Upon comparing vacuum tubes and transistors, the transistors had many advantages, being smaller in design, requiring less power, which gave off less heat.  Transistorized computers contained tens of thousands binary logic circuits in a compact space.

With the creation of transistorized electronics, we saw the Central Processing Unit, within would be the ALU (Arithmetic Logic Unit), which performed arithmetic and logic operations the first of many devices which would show enhanced improvements. 

In a sense new technology had opened the flood gates to improved parts for the computer, where once they would have taken up the space of a large room, technology had seen them reduced in size, capable of sitting upon a table.  One invention would be the Data-Disk Storage Unit, capable of storing tens of millions letters and digits, alongside removable data disk storage units.  Input/output, a means by which a computer exchanges information.

Telephone connections went on to provide sufficient speeds for early remote terminals like the Teletype or Telex machine.
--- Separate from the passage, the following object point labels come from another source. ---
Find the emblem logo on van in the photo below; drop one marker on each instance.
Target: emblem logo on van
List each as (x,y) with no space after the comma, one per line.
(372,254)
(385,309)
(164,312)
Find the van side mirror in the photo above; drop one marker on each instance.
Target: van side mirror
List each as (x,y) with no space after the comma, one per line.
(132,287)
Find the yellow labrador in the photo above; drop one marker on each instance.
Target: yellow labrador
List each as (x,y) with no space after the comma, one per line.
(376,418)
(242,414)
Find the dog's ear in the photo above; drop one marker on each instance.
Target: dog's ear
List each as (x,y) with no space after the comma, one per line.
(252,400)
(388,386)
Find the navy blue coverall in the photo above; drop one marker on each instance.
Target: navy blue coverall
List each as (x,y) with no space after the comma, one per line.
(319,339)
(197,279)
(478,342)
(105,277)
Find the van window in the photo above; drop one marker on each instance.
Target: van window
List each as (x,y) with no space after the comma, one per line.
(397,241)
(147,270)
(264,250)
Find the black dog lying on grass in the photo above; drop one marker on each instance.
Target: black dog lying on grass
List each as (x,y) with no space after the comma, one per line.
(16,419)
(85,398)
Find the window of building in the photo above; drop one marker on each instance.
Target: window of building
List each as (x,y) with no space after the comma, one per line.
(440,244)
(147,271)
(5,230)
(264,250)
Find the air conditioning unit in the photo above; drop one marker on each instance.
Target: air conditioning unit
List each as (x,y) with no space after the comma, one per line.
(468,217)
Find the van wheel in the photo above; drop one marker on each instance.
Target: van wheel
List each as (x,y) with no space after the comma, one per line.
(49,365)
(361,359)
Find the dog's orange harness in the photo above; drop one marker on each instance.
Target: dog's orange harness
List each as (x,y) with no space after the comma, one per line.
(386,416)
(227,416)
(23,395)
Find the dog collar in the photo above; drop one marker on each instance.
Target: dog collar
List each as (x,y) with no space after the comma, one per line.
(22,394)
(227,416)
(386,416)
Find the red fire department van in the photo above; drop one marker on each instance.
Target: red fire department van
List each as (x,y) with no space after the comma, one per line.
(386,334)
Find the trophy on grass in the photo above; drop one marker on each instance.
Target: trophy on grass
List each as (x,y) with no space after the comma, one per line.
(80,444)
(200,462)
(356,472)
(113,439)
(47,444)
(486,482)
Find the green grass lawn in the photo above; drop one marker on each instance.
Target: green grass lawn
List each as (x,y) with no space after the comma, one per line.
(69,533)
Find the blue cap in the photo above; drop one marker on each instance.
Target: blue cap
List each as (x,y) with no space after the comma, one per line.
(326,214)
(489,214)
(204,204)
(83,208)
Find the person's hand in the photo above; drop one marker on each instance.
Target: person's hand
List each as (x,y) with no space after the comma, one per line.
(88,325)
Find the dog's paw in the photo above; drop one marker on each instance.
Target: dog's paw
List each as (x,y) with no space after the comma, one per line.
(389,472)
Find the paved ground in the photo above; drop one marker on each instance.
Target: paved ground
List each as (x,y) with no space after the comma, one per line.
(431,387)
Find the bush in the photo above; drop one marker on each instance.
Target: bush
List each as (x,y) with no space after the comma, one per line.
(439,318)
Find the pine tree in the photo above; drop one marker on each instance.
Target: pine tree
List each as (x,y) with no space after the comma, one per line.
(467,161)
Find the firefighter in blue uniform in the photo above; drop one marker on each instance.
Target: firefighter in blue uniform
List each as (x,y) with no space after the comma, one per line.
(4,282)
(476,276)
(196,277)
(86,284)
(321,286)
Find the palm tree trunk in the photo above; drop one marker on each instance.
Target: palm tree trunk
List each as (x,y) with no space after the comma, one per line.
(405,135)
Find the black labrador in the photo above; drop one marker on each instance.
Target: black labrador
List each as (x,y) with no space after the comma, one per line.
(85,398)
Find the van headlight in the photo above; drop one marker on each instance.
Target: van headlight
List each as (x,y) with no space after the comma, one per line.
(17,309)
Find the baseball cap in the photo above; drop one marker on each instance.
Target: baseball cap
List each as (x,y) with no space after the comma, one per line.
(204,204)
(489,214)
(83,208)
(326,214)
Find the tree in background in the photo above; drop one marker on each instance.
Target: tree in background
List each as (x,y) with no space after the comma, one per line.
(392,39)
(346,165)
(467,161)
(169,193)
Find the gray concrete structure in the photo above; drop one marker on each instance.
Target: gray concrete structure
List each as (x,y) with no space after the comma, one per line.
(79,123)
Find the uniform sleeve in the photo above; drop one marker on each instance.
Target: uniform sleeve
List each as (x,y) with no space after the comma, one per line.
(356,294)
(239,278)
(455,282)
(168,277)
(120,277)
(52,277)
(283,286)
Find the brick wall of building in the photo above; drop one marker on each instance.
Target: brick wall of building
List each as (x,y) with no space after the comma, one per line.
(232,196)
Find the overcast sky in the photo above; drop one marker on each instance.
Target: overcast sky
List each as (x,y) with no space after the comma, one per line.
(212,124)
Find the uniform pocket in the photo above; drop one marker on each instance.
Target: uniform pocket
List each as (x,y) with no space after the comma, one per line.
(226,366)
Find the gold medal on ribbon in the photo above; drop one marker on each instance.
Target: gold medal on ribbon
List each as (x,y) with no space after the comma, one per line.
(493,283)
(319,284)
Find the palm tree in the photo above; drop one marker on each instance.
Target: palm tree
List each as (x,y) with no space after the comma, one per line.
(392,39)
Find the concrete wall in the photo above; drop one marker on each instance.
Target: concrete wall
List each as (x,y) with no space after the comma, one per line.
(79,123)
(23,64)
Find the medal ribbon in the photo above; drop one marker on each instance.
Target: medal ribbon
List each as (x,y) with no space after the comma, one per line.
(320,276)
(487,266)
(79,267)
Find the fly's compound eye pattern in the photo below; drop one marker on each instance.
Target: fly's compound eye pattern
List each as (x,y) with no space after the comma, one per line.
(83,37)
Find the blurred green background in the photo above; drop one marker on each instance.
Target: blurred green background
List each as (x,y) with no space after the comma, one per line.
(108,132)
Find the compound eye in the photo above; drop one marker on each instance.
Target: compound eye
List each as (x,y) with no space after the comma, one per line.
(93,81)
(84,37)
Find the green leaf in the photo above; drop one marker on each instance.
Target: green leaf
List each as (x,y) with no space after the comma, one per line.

Who would have believed, that these stand-alone computers, one day would be the basis for the Internet.

Jack Kilby and Robert Noyce, designed the Integrated Circuit (Microchip) in 1958 which led to the invention of the Microprocessor.  Then in 1964 IBM released its Solid Logic Technology modules in Hybrid Circuits.

Intel opened its doors in 1968, and in their early days produced the semi-conductor memory, and went on to create DRAM and EPROM.  Intel developed their Microprocessor in 1971, and crammed an entire computer on a single chip.

They produced the Intel 4004, the first microprocessor consisting of 2300 transistors and clocked at 108 KHz.  They followed up with the 8008 and 8080 models.

The 8080 was used in MITS Altair computer kit.  This machine attracted one Bill Gates a Harvard freshman to drop out of college and write programs for the computer.

Alan Shugart and IBM invented the Floppy Disk in 1971, and nicknamed it the “Floppy” based on its flexibility of use.

The idea of computers co-ordinating information between one another had been around for years, using telecommunication technology.  Then in 1973 Robert Metcalfe and Xerox created the Ethernet Computer Networking System.

Olivetti, a company more associated with typewriters, presented to the world, their first personal computer the P6060 in 1975.  It had a 32-character display, 80-column thermal printer, 48 Kbytes of RAM and used BASIC language, weighing in at 40 kg.

In 1991 Bill Gates and Microsoft, supplied the world with MS-DOS an operating system to run the computer.  That same year IBM released their home computer, and so the home computer revolution had started.

In 1983 Apple released their home computer with a graphical user interface.  In 1984 Apple Macintosh released a more affordable home computer with graphical user interface.

In 1985 Bill Gates and Microsoft released their new Operating System which would revolutionise the computer for decades to come; Microsoft Windows, which has been upgraded over the years.  We have now reached Windows 10.

With the 1990’s came E-mail and the World Wide Web … and computers and the Internet would change our world for ever.